Despite the outstanding properties, nucleic drugs also have some challenges. For example, the inherent instability of nucleic acid drugs makes it sensitive to either nucleic acid endonucleases or exonucleases and thus they are highly susceptible to degradation. In addition, how to effectively deliver oligonucleotides to target sites is another challenge. The instability, negative charge and hydrophilic nature of oligonucleotide hinder the diffusion through cell membranes [56,57,58]. In addition to chemical modification and RNA-X conjugates, using appropriate vehicles is another common strategy to increase the stability and cell-penetrating ability of RNA, and many delivery systems including viral vectors and non-viral vectors have been developed [116,117,118].

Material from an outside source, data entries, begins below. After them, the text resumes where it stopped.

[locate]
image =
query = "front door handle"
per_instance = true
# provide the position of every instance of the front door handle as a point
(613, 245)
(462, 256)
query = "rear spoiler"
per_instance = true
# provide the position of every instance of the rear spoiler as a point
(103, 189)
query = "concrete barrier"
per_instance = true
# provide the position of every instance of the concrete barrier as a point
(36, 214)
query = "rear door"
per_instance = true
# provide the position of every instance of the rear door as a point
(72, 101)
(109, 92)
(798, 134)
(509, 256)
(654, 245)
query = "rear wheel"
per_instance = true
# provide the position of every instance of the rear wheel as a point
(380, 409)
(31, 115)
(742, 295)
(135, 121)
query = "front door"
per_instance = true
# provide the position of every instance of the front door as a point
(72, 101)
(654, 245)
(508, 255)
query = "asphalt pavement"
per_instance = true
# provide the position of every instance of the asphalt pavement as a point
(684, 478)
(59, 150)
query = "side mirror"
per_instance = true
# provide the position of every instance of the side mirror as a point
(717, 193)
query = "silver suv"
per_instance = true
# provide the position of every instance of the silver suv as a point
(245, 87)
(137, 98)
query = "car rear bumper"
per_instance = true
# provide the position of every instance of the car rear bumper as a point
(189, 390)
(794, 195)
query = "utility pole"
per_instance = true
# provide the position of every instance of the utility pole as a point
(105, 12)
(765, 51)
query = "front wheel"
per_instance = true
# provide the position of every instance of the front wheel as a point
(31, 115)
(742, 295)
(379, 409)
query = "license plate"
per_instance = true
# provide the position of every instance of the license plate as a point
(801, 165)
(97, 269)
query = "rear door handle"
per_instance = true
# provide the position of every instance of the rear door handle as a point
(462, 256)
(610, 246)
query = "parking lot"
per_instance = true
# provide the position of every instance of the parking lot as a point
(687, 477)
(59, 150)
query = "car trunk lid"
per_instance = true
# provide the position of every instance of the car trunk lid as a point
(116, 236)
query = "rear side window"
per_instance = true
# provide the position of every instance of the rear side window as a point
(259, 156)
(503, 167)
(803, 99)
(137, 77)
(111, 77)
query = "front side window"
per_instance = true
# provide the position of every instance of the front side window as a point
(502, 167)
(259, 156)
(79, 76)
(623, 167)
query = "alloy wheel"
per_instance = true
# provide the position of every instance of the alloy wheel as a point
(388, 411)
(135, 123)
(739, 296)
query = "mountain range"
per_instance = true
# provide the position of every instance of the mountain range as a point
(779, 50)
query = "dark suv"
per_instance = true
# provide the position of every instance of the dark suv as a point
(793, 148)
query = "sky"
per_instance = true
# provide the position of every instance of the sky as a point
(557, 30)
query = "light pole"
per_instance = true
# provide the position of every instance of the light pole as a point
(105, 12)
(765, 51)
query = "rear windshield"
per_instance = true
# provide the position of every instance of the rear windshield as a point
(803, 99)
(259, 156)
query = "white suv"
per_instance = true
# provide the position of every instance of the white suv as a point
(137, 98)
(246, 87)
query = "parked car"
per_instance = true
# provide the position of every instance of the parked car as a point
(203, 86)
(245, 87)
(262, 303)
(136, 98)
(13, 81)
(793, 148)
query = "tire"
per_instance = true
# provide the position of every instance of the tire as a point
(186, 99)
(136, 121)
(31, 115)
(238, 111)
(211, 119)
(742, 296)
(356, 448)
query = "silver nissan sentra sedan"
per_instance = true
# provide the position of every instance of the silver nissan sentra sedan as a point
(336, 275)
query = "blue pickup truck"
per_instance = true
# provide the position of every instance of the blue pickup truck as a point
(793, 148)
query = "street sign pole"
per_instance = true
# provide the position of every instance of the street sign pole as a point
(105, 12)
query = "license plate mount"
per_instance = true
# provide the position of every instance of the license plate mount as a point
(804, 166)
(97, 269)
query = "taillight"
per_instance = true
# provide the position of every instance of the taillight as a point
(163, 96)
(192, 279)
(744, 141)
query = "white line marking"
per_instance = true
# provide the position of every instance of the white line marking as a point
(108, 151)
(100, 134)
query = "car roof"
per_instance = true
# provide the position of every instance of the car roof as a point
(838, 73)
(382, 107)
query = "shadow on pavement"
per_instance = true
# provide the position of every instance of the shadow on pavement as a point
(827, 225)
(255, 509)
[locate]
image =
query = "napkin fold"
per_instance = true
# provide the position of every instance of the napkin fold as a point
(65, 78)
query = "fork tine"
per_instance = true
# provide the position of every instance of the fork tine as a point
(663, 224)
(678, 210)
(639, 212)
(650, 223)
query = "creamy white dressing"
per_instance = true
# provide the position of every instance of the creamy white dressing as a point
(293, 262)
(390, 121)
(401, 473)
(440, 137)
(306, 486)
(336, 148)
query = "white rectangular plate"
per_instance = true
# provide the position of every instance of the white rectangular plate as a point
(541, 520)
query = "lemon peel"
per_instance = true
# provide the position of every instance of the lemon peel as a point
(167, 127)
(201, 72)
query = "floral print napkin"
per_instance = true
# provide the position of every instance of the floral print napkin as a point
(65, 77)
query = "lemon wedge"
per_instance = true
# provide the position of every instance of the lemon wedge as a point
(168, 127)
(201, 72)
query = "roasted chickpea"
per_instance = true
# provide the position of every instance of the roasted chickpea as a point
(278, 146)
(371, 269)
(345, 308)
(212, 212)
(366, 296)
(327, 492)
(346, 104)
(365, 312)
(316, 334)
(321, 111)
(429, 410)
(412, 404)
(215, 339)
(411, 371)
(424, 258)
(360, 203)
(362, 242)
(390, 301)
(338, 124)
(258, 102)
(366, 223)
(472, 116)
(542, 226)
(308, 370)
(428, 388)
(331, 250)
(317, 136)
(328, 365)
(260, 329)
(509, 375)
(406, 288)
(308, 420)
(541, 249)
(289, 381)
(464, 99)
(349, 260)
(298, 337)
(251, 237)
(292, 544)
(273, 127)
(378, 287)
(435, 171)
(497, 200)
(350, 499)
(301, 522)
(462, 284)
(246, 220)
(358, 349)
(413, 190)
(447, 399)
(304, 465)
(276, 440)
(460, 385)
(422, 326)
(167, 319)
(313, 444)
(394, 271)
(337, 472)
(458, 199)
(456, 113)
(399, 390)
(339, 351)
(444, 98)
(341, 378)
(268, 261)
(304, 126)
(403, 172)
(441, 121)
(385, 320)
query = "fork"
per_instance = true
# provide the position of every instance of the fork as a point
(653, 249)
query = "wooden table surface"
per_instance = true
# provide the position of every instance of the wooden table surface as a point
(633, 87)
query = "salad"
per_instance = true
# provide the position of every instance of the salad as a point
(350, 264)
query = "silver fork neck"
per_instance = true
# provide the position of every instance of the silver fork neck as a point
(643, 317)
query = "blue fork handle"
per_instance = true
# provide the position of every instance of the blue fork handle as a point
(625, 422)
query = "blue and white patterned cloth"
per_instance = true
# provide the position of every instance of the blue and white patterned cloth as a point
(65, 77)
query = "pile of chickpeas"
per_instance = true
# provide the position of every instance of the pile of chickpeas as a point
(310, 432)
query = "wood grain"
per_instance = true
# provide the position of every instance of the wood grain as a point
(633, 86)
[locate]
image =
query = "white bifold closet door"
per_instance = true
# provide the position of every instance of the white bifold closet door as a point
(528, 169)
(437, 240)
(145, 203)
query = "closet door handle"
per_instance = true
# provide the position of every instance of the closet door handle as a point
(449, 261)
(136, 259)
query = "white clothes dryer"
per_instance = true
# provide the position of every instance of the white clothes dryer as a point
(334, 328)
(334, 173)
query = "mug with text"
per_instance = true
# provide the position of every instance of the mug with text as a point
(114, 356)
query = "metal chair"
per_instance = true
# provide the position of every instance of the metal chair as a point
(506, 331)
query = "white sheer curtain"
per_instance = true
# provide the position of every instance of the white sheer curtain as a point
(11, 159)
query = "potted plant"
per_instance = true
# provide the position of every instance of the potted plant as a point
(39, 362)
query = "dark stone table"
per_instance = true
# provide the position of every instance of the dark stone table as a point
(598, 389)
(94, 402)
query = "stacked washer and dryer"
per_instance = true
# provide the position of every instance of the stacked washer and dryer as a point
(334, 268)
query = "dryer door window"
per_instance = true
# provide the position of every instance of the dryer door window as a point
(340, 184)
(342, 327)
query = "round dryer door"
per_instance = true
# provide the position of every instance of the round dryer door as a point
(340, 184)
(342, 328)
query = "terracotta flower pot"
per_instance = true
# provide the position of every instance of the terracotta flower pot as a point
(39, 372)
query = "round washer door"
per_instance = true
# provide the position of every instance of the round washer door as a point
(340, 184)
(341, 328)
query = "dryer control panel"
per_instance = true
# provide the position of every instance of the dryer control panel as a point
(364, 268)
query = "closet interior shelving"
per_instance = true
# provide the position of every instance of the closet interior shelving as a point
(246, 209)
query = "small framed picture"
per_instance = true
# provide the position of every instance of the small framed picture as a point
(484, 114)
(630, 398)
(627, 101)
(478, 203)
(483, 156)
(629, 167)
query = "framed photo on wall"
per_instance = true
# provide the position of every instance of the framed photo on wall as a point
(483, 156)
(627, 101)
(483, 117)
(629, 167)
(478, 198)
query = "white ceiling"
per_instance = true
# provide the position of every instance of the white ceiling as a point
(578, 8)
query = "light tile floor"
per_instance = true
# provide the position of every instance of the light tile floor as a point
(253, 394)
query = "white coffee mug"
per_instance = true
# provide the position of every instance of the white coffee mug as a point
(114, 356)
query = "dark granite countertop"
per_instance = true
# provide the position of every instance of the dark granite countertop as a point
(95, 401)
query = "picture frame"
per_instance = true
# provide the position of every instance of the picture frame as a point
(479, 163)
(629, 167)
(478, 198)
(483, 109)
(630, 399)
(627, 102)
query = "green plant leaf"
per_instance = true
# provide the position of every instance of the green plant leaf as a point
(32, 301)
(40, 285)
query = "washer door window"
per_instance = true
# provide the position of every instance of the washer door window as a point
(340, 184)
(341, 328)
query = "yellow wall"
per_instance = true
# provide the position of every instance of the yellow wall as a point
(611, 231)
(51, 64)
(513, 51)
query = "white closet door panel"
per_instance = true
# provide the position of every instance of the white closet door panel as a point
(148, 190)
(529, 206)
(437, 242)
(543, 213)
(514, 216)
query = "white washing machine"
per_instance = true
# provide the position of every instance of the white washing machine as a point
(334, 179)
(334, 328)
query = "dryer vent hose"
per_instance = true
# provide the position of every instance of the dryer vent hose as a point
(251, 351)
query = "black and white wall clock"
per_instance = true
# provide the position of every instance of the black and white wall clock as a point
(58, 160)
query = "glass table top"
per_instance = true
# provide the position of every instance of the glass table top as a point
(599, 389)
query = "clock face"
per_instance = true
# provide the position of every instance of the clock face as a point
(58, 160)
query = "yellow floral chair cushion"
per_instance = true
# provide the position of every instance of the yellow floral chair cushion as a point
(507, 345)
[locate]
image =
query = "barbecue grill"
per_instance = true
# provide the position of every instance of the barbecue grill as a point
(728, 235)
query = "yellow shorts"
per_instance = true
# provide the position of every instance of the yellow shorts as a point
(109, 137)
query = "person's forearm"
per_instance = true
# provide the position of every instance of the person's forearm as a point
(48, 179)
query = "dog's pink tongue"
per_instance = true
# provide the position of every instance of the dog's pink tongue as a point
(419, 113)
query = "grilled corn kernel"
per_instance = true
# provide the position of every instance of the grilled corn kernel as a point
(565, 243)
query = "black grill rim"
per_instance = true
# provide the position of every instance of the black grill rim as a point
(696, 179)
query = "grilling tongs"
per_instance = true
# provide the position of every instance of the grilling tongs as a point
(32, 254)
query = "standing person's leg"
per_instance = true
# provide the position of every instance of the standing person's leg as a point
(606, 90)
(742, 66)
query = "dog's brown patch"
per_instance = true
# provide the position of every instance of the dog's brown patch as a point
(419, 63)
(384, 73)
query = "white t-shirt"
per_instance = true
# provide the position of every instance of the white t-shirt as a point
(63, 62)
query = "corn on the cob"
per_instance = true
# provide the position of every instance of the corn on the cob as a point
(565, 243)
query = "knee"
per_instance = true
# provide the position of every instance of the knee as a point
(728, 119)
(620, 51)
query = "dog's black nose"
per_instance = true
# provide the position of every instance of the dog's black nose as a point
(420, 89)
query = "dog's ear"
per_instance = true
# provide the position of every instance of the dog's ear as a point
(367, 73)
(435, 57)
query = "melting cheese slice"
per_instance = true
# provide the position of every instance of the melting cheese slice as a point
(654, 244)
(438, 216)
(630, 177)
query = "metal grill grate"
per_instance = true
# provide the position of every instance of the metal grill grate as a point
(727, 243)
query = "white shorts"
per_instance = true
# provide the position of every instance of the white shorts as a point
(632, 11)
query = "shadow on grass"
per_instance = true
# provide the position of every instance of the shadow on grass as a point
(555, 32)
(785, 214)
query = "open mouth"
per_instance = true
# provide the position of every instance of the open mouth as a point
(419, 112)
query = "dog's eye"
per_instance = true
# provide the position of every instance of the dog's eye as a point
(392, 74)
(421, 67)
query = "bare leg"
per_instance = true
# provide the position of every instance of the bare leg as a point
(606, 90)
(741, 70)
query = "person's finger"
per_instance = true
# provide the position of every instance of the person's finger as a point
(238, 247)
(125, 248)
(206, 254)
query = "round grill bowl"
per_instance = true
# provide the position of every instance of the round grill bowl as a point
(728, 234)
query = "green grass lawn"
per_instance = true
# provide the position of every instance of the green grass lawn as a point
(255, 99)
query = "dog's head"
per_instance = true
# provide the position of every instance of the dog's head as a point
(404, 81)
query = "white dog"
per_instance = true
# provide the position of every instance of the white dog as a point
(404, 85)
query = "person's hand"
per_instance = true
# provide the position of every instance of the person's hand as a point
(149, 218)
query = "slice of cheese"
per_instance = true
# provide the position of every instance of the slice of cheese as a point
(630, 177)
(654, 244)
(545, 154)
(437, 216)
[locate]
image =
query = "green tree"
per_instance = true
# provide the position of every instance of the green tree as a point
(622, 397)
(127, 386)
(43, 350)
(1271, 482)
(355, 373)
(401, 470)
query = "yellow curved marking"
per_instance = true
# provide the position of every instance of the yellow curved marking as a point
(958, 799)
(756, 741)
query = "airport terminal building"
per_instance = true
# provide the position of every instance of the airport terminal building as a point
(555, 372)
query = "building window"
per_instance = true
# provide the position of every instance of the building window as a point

Lipid nanoparticles (LNP) are one of the most established vectors for nucleic acid drug delivery and have gained much attention as a delivery platform for COVID-19 mRNA vaccines [119,120]. In addition, exosomes are extracellular vesicles actively secreted by human cells and are capable of delivering various types of molecular signals to recipient cells and regulating their functions. With their natural affinity for recipient cells and their inherent ability to deliver nucleic acids, lipids and proteins between cells, exosomes serve as a class of promising RNA delivery vehicles. Zhang et al. facilitated in vivo delivery of siRNAs through circulating exosomes by reprogramming the host liver using gene circuits to direct the synthesis and self-assembly of siRNAs into secretory exosomes. This strategy took full advantage of the inherent characteristics of exosomes to protect and precisely deliver RNAs. Meanwhile, the in vivo synthesis of exosomes also circumvented the difficulties of large-scaled in vitro extraction of exosomes [121,122,123]. Moreover, cationic cell-penetrating peptides have become another efficient carrier for RNA drug delivery, with the advantages of high biocompatibility, good membrane penetration and easy synthesis. Nonaarginine (R9) is a common positively charged cell-penetrating peptide (CPP), which is able to self-assemble with negatively charged RNA by electrostatic force to form stable nanoparticles, guided by the targeting moiety to bring therapeutic RNA drugs into target cells. Zhang et al. modified R9 with targeting moiety FA and a hydrophobic peptide nucleic acid (PNA anti-miR-21). This vector can form nanoparticles with miR-34a and assist miR-34a and PNA anit-miR-21 to enter the Hela cell for dual gene therapy [124,125,126,127]. Hydrogels formed by the self-assembly of small molecules such as peptides have shown potentials in delivering the noncoding RNAs mixed in the hydrogel matrix into live cells. Cationic polymer- and lipid-independent siRNA nanogel and intercalation-driven formation of siRNA nanogels with good stability have been reported to deliver siRNAs into cells through different endocytic pathways to silence target genes [128,129,130,131,132].

With the continuous development of RNA modification and regulation technology, noncoding RNA-based nucleic acid drugs will have a wide scope for development. A variety of diseases caused by non-druggable proteins will have new treatments, and we expect more nucleic acid drugs to be approved and marketed in the future to bring benefits to patients.